Rocket Lab is a US aerospace corporation with a New Zealand subsidiary. Rocket Lab's mission is to develop lightweight, cost-effective commercial rocket launch services. The Electron Program was founded on the premise that small payloads such as CubeSats require dedicated small launch vehicles and flexibility not currently offered by traditional rocket systems. Electron, Rocket Lab's lightweight launch vehicle, is designed to service the small satellite market with dedicated, high-frequency launch opportunities. Electron is capable of delivering payloads of 150 kg to a 500 km Sun-synchronous orbit.

The Electron test program is scheduled to begin in early 2017, with commercial flights commencing later in the year at a starting price of US$4.9 million.

Rocket Lab was founded in 2006 by CEO and CTO Peter Beck. Internet entrepreneur Mark Rocket was the seed investor and co-Director from 2007 to 2011. In 2009 Rocket Lab claimed it had become the first private company in the Southern Hemisphere to reach space with the Ātea-1 sounding rocket, a claim which was not supported with flight data as the rocket had no telemetry downlink and was not recovered.

In December 2010 Rocket Lab was awarded a U.S. government contract from the Operationally Responsive Space Office (ORS) to study a low cost space launcher to place nanosatellites into orbit.

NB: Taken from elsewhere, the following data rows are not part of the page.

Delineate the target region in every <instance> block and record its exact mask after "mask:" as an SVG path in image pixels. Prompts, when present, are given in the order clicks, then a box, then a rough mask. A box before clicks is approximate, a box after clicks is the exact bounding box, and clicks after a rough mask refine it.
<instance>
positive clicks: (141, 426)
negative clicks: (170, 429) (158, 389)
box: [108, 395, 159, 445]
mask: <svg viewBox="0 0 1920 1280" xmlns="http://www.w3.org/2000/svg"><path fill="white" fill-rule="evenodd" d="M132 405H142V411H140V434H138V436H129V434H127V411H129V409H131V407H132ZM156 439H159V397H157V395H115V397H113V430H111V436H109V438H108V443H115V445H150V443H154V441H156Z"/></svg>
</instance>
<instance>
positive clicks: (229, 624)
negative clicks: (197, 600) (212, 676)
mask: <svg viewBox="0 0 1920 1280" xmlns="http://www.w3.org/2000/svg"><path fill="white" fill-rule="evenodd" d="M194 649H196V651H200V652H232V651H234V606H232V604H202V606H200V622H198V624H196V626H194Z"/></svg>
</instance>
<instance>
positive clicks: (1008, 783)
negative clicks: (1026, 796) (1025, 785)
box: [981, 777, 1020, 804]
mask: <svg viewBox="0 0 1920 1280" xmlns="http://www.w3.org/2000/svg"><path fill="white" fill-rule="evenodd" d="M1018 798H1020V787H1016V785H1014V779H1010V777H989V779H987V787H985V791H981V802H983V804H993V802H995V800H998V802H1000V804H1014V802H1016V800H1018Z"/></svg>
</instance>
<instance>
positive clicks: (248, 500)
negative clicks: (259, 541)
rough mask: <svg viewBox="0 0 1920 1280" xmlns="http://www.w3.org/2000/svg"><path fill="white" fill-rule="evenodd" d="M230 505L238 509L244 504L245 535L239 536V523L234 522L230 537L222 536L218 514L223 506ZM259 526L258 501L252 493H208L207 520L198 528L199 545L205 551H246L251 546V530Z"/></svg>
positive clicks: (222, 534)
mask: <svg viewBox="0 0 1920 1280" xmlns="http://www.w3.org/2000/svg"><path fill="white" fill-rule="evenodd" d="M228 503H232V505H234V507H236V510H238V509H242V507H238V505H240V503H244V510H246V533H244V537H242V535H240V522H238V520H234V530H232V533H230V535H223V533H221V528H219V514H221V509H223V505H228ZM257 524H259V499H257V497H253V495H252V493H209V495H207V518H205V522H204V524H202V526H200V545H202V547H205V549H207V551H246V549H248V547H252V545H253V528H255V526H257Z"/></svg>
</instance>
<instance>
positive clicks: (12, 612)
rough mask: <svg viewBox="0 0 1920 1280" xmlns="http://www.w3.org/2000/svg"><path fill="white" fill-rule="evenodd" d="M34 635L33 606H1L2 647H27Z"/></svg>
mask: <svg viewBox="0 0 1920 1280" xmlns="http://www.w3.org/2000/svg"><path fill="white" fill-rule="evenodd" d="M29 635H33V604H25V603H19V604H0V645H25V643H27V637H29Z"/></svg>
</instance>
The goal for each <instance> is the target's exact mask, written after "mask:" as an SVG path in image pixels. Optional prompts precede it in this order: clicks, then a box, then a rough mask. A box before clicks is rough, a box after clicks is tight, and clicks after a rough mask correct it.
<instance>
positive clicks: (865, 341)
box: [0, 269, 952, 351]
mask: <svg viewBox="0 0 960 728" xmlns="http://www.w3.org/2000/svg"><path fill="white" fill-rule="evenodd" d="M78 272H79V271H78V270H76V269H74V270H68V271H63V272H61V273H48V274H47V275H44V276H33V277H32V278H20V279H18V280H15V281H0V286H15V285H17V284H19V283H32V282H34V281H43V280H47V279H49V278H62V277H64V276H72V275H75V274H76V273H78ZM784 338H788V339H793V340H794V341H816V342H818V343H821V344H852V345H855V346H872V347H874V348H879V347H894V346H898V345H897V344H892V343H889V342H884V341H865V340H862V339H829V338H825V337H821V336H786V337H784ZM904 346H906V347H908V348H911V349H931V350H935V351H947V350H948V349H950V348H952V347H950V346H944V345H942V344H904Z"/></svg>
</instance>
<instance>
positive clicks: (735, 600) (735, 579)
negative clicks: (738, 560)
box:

Funding was obtained from Khosla Ventures in 2013, and Callaghan Innovation and Bessemer Venture Partners in 2014. In March 2017, the company announced that it had raised an additional US$75 million in a Series D equity round led by Data Collective with participation by Promus Ventures and several previous investors.

The first launch of the Ātea-1 (Māori for 'space') suborbital sounding rocket occurred in late 2009. The 6-metre (20 ft) long rocket weighing 60 kg was designed to carry a 2 kg payload to an altitude of 120 km. It was intended to carry scientific payloads or possibly personal items.